SDE ép. 32 : Avec Bitcoin, vous ne pouvez pas séparer la possession et la propriété

SDE ép. 32 : Avec Bitcoin, vous ne pouvez pas séparer la possession et la propriété

Dans l'épisode trente-deux de Séparer l’argent et l’État, Iván Gómez s'entretient avec Clara García Prieto, avocate fiscaliste et auteur de Bitcoin : une nouvelle forme de propriété privéepour retracer la généalogie philosophique et juridique de la propriété et affirmer que Bitcoin ne rentre dans aucune catégorie de droit existante.

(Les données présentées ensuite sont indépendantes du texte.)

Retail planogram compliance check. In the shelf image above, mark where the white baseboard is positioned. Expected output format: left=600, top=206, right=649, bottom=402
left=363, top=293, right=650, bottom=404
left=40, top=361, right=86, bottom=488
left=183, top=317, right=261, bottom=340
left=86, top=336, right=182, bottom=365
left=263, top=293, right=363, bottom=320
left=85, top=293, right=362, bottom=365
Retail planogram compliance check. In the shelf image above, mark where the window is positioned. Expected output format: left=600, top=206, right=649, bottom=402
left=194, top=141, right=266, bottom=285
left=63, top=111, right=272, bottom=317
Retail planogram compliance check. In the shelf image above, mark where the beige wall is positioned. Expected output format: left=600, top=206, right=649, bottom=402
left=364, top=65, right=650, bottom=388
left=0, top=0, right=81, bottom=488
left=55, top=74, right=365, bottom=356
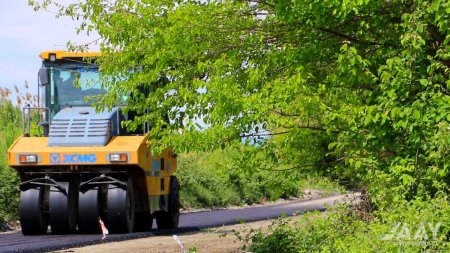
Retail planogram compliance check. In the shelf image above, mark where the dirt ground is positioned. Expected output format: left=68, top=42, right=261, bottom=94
left=51, top=217, right=297, bottom=253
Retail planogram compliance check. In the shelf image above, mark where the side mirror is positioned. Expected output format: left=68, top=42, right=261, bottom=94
left=39, top=67, right=49, bottom=86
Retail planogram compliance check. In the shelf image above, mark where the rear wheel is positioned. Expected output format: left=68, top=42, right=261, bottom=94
left=156, top=176, right=180, bottom=229
left=106, top=179, right=135, bottom=233
left=19, top=186, right=48, bottom=235
left=49, top=181, right=78, bottom=234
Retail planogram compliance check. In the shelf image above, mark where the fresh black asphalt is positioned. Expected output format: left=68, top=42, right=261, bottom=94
left=0, top=196, right=350, bottom=252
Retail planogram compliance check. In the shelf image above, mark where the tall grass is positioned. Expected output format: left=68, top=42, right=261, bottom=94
left=0, top=98, right=22, bottom=225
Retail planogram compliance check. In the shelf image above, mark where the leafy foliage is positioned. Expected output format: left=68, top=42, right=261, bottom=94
left=31, top=0, right=450, bottom=249
left=176, top=145, right=339, bottom=209
left=235, top=199, right=450, bottom=253
left=0, top=98, right=22, bottom=226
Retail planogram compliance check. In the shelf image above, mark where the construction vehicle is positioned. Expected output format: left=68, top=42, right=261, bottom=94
left=8, top=51, right=180, bottom=235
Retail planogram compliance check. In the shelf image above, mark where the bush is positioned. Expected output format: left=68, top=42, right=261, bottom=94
left=236, top=197, right=450, bottom=253
left=0, top=99, right=22, bottom=226
left=176, top=146, right=338, bottom=208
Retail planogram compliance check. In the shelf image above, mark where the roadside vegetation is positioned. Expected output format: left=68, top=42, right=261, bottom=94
left=0, top=97, right=22, bottom=228
left=177, top=144, right=345, bottom=209
left=7, top=0, right=450, bottom=252
left=0, top=94, right=343, bottom=227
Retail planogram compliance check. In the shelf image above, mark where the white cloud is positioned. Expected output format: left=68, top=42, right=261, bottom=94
left=0, top=0, right=99, bottom=93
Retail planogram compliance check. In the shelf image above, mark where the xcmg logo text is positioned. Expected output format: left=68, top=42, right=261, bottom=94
left=50, top=153, right=97, bottom=164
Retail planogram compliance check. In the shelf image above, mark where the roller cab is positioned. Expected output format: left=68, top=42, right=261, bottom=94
left=8, top=51, right=180, bottom=235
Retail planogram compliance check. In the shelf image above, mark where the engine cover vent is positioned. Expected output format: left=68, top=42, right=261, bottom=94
left=48, top=108, right=116, bottom=147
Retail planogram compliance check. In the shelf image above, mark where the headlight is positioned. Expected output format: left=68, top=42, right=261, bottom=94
left=109, top=153, right=128, bottom=162
left=19, top=155, right=38, bottom=163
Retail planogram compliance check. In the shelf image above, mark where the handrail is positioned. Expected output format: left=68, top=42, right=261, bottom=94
left=22, top=104, right=50, bottom=134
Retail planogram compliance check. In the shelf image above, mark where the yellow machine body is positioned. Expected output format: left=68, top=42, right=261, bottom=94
left=8, top=50, right=180, bottom=235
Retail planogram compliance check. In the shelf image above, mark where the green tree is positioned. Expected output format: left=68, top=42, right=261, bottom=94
left=30, top=0, right=450, bottom=206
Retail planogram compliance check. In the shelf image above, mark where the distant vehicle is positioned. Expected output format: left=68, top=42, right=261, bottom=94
left=8, top=51, right=180, bottom=235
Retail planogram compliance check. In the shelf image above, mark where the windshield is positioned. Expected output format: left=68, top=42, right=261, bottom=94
left=50, top=63, right=106, bottom=107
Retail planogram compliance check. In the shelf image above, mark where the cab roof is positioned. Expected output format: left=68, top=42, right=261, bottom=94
left=39, top=50, right=101, bottom=60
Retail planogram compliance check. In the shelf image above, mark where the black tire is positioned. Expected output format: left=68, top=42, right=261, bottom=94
left=106, top=179, right=135, bottom=234
left=156, top=176, right=180, bottom=229
left=78, top=186, right=101, bottom=234
left=134, top=211, right=153, bottom=232
left=49, top=182, right=78, bottom=234
left=19, top=186, right=48, bottom=235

Il ne s’agit pas de possession au sens classique – il n’y a pas de chose physique – ni de propriété au sens du registre – il n’y a pas de tiers pour reconnaître le titre. Sa thèse centrale est que dans la pure garde de soi, les deux s’effondrent en un seul : Celui qui contrôle la graine possède et est en même temps propriétaire, sans qu'il soit nécessaire que quelqu'un de l'extérieur la certifie.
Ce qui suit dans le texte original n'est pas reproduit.